Since I am a lover of trekking I got the chance to trek for about half an hour to a nearby village ‘Kaladan’. I was accompanied by Mr Renchain as a guide. The village was surrounded by pine forests, good view of the Darjeeling City, Pelling and Algarah. The only negative side is the presence of leeches. On the 3rd day, I visited the Lava and Lolegaon. The condition of the roads is simply deplorable. On the way to Lolegaon, I visited The Hanging Bridge. It is said that Queen Elizabeth had visited this bridge. She used to come and observe the birds from this bridge in the midst of dense forest. The ruined structure of the watchtower can be seen. But the security members warned me of leeches should I want to sit at the place for more than 2minutes.

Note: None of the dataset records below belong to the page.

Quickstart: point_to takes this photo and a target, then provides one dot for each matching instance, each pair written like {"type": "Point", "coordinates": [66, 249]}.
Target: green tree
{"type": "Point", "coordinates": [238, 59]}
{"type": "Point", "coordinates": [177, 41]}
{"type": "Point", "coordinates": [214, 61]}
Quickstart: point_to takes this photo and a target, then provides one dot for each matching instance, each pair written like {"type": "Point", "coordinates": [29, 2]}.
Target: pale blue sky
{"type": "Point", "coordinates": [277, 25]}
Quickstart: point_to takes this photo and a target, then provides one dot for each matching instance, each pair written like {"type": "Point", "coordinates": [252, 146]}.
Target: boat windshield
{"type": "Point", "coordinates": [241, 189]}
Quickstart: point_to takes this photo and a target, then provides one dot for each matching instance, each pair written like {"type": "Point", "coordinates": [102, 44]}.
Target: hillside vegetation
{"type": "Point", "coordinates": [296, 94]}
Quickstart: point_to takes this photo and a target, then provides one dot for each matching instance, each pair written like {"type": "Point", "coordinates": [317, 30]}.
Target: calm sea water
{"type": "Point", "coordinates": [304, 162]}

On the 4th day of my stay, I decided to visit the nearby villages. I observed that most of the people are farmers. They are very self-sufficient. They harvest potato, cauliflower, eliachi, and rear cattle and honeybees. They stay in small log houses but the houses are neat and clean. One of the oldest monastery is situated in Charkhole, just a 2 minutes walk from the resort. I got to see some two-storey houses belonging to people who once visited this retreat for vacations and fell in love with the place. So they built their own holiday homes to enjoy some part of the year in the serenity of nature. I myself was reluctant to leave this place but made up my mind to visit again as I was not lucky enough to get a view of Kanchenjunga this time.
This place is best to visit during the months of October, November and December.